¿Se puede ser
el mejor, o, para no entrar a polemizar, uno de los mejores ensayistas en
lengua española del siglo XX y, a la vez, odiar el oficio de escritor? Sí, se
puede: Julio Camba es la prueba. Cuando quiso explicar cómo hacía para escribir
tan en continuado, tan en serie sus artículos, sin aguardar la visita de musa
ninguna, comparó el arte de la escritura —al menos en su caso-- con una
evacuación intestinal:
Yo me encierro por las tardes en un cuarto con un
poco de papel, como para hacer otra cosa pudiera encerrarme en otro cuarto con
otro poco de papel. Allí comienzo a hacer esfuerzos y el artículo sale. Unas
veces sale fácil, fluido, abundante; otras sale duro, difícil y escaso, pero
siempre sale (“Cómo
escribo los artículos”, incluido en el compendio Londres, pp. 151-2).
La literatura
le brotaba como le brotaban los soretes.
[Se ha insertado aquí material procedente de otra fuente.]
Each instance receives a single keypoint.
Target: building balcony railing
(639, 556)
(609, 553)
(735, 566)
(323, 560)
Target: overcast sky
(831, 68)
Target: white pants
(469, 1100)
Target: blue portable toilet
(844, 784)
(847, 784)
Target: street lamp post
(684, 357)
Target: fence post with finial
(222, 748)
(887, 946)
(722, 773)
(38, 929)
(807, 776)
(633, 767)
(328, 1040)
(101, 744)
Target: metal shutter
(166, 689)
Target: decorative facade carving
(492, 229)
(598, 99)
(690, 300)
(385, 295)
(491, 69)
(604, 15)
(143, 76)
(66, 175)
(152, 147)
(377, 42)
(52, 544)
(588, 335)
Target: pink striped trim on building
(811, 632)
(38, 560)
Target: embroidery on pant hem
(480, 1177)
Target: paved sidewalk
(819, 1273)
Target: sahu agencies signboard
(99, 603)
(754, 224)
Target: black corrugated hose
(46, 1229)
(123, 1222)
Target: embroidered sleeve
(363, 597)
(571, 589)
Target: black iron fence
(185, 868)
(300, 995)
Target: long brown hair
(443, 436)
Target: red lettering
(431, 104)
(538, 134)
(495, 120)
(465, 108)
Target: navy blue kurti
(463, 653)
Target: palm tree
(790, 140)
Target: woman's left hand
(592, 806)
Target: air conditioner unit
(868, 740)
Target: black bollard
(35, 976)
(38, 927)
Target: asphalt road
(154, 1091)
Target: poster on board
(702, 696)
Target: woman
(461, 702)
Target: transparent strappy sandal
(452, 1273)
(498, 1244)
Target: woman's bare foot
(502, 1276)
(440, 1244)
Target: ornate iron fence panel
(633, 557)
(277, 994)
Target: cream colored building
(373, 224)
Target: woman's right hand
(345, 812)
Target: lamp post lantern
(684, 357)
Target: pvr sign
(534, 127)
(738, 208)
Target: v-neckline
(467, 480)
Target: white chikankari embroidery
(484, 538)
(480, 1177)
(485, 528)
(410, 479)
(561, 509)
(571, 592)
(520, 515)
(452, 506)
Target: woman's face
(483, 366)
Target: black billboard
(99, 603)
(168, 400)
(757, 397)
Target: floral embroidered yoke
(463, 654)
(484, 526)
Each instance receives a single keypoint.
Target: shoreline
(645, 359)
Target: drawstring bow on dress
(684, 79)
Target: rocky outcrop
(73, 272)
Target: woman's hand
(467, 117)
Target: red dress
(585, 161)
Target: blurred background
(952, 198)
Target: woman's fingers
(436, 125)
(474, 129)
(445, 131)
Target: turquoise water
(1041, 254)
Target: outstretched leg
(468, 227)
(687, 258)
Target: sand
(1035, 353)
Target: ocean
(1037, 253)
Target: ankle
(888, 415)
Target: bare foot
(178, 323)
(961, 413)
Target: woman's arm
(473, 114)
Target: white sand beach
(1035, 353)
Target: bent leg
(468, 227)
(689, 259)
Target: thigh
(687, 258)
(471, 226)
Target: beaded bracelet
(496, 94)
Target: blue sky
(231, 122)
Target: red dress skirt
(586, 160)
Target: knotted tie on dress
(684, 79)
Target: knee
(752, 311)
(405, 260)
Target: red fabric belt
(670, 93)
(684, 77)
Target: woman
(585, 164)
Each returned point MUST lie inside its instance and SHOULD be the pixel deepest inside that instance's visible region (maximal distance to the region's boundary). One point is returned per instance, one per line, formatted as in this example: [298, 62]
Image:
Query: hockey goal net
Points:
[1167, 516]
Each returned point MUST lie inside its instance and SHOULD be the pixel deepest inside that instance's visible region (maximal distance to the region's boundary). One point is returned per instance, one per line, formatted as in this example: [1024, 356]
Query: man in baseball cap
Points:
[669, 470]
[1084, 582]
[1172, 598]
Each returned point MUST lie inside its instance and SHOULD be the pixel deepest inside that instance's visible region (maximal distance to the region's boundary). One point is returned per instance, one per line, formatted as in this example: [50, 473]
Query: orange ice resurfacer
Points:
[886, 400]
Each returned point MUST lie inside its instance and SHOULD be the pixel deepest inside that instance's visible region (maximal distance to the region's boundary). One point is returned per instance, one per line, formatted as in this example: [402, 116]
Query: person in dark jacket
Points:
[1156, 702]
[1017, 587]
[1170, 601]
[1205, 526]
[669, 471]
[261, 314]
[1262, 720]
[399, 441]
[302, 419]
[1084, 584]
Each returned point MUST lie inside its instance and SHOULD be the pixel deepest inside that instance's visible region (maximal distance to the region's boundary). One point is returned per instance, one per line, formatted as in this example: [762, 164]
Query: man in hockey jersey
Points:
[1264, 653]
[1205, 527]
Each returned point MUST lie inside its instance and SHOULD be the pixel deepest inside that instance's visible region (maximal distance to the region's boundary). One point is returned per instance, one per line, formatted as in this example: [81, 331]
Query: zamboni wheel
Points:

Esto desacraliza todo su trabajo, al tiempo
que nos brinda una clara metáfora de lo que opinaba de sus propios escritos. Su
opinión era falsa, por supuesto; y él, creo yo, en el fondo sabía que muchos de
sus artículos eran valiosos. Pero lo que sí es verdad es que no le gustaba
escribir, y tal vez se sintiera más a gusto sentado en el inodoro y haciendo
fuerza que no sentado en una silla y con la pluma en la mano. "¿Qué aspiración tiene usted?", le preguntaron en una ocasión.
"Ninguna. No tener que escribir". ¿Y cómo puede ser que haya escrito
tan bien una persona que odiaba escribir? No lo sé. A mí me gusta escribir, y
cuando no me siento con deseos de escribir, simplemente no escribo. Claro que
si me garantizan que en esos momentos en que no deseo escribir voy a manejar el
idioma de manera magistral como lo manejaba casi siempre Julio Camba, tal vez
haga una excepción y escriba a desgano. La vanidad todo lo puede.